Anno di pubblicazione: 2012

In questo volume, bello e denso, Cartosio comincia dalla «fine», dalle elezioni del primo presidente nero nel 2008. Non sostiene come T. Hayden (The Long Sixties. From 1860 to Barack Obama, 2009) che l’elezione di Obama non sarebbe stata possibile senza i «Sixties», ma per lui i temi che vi hanno condotto – discriminazione razziale e sessuale, sperequazioni sociali, ruolo di grande potenza degli Stati Uniti e loro rapporto con la guerra – sono gli stessi che i movimenti sociali sollevarono negli anni ’60, avviando la società americana al cambiamento. Il volume è ricchissimo e non facile perché intreccia eventi e memorie, dibattiti coevi e discussioni storiografiche attuali in una narrazione diacronica che considera gli anni ’60 un «contenitore» troppo stretto per capire e interpretare i mutamenti del decennio che prende avvio dalle battaglie per i diritti civili a metà anni ’50 per arrivare alla sconfitta nel Vietnam.
Ci sono dunque le battaglie desegregazioniste negli Stati del Sud, i sit-in dello Student non Violent Coordinating Committee e l’esperienza della Student for a Democratic Society, la guerra fredda culturale, le contraddizioni di Johnson, Martin Luther King e la Southern Christian Leadership Conference, la parabola della controcultura, fino ai movimenti delle donne – la National Association of Women e lo Women’s Liberation Movement. Ma ci sono anche i movimenti contro la guerra, le alterne vicende della New Left e i movimenti che si sviluppano negli anni ’70: ambientalisti, gay, ispanici, nativi, dei consumatori. Mai semplificate, le loro storie vengono scavate servendosi di una quantità e diversità di fonti che fanno del volume molto più di una storia culturale di quel periodo. Cartosio non «abbraccia» mai tesi storiografiche consolidate, ma ne elabora di nuove e originali.
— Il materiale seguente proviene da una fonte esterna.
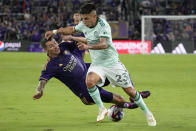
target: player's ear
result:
[44,47,48,53]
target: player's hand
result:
[33,90,43,100]
[77,42,88,50]
[61,35,72,41]
[45,31,53,40]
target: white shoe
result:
[97,107,108,122]
[145,112,157,126]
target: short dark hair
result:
[40,37,52,49]
[80,3,96,14]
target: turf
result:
[0,52,196,131]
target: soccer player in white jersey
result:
[45,3,156,126]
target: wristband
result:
[52,30,57,35]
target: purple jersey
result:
[40,42,112,102]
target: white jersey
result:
[75,18,119,67]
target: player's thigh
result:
[98,87,113,103]
[86,65,106,87]
[105,62,133,88]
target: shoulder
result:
[42,57,50,71]
[98,17,109,27]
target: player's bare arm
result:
[45,26,75,40]
[77,37,108,50]
[61,35,87,44]
[33,80,47,100]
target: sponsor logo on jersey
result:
[0,41,5,51]
[94,31,99,38]
[64,50,70,55]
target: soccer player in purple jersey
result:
[33,39,150,109]
[61,11,85,58]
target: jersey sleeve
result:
[74,21,83,32]
[99,25,111,38]
[39,66,54,81]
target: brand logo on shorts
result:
[0,41,5,51]
[64,50,70,55]
[94,31,99,38]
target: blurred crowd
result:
[0,0,196,42]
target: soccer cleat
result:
[145,112,157,126]
[97,107,108,122]
[129,91,150,103]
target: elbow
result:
[103,44,108,49]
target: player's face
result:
[46,40,60,55]
[73,13,81,25]
[81,12,97,27]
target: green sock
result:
[88,86,104,108]
[134,92,149,113]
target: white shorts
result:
[87,62,133,88]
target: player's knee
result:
[86,77,97,88]
[86,72,101,88]
[81,97,94,105]
[113,94,125,103]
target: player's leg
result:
[123,87,156,126]
[106,63,156,126]
[86,66,108,122]
[98,87,138,109]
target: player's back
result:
[75,18,119,66]
[40,43,87,96]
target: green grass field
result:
[0,52,196,131]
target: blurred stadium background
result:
[0,0,196,131]
[0,0,196,54]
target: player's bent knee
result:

Se con S. Whitfield (How the Fifties became the Sixties, 2008) indica una continuità con gli anni ’50 – il decennio della prosperità e degli alti standard di vita, ma non di libertà personale, autonomia, uguaglianza, inclusione –, amplia il discorso introducendo con forza l’esperienza delle lotte operaie e il ruolo dello Stato nella repressione e il declino dei movimenti. L’a. critica infatti gli studi che, pur tentando una visione d’insieme, non riescono a inserire la «crescente “propensione alla violenza” dei movimenti tra fine anni Sessanta e i primi anni Settanta» (p. 307) nel quadro della politica repressiva messa in atto dal governo americano. Di grande interesse il capitolo Beat, hippie e controcultura in cui l’a. analizza i tre fenomeni nell’ambito di una più ampia analisi della questione giovanile maturata negli anni ’50, sempre tenendo fede all’obiettivo, pienamente raggiunto, che permea il volume: intersecare il piano del reale e quello del simbolico mantenendoli distinti. Il volume di Cartosio e la sua tesi forte – i movimenti come aspetto fondante della democrazia americana – portano un contributo di grande rilievo non solo alla storia dei Sixties, ma a quella dell’intero dopoguerra. Il discorso di Obama in occasione del suo secondo giuramento (gennaio 2013), con la forte attenzione su donne, giovani, minoranze etniche, gay, rafforza le premesse del volume.